I’ve always been confused as to what attracts me. I’m fairly certain that there are somethings that I find attractive such as hip bones (therefore midsection, and lower back), but I do have a theory about what makes me actually attracted to someone when I see them in any normal situation (sense normally I don’t really see midsections and backs). I think that most of what I call attraction is actually a form of jealousy. When I see any girl that I would give almost anything to look like, I say that they are cute or hot. I will admit that I feel at least some degree of jealousy whenever I see any girl, but whenever I see one that just looks so perfectly like how I want to be I call it attraction. I don’t normally want to date them or screw them (ya that almost never happens) or anything really, but I do have an uncontrollable desire to be them, or to have that body. I don’t know if this is normal or not.

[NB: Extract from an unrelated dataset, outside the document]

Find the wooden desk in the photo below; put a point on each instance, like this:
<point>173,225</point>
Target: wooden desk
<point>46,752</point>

I do know that I am not very sexual at all and it would make sense for me to be less into people than normal. With that this explanation makes sense, and I could have simply been taught that it’s the feel or “attraction”, but I feel as though this is not a normal way to view the world. What do you think?
This is a look inside my head. A look at myself.

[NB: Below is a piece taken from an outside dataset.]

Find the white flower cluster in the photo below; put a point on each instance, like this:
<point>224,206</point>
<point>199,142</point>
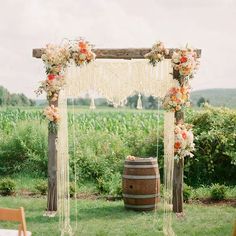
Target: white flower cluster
<point>184,145</point>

In reality this is Susan Coffey, some model I found photo’s of on stumbleupon. It does also serve my purpose of giving you an idea of what goes on in my head a lot of the time. I know this is quite a stereotypical desire and I quite honestly can’t explain it. I really just want to be small and innocent, safely asleep in the arms of someone I love. I want my fair skin ward off pimples, yet keep smooth and soft with a little help. I want to be one of the short people that gets carried around frequently. I want to be comforted with strokes through my hair. I want to be treated as though I could break with the most gentle of rough-housing. I want to have some hips to actually dance with, yet still be yelled at for being too skinny. I want no one to be able to see my strength. I want to be coveted. I want my curves to be visible from across the street. I want my voice to sing softly every time I speak. I want no one to question my gender no matter what I wear, and especially if I’m not wearing anything. I don’t want to be “inside” anyone, I want someone inside me, but only once and please plastic not meat (haha). I want to be able to wear tight clothes and not look gross. I just want to be who I’ve always been but have never been able to be.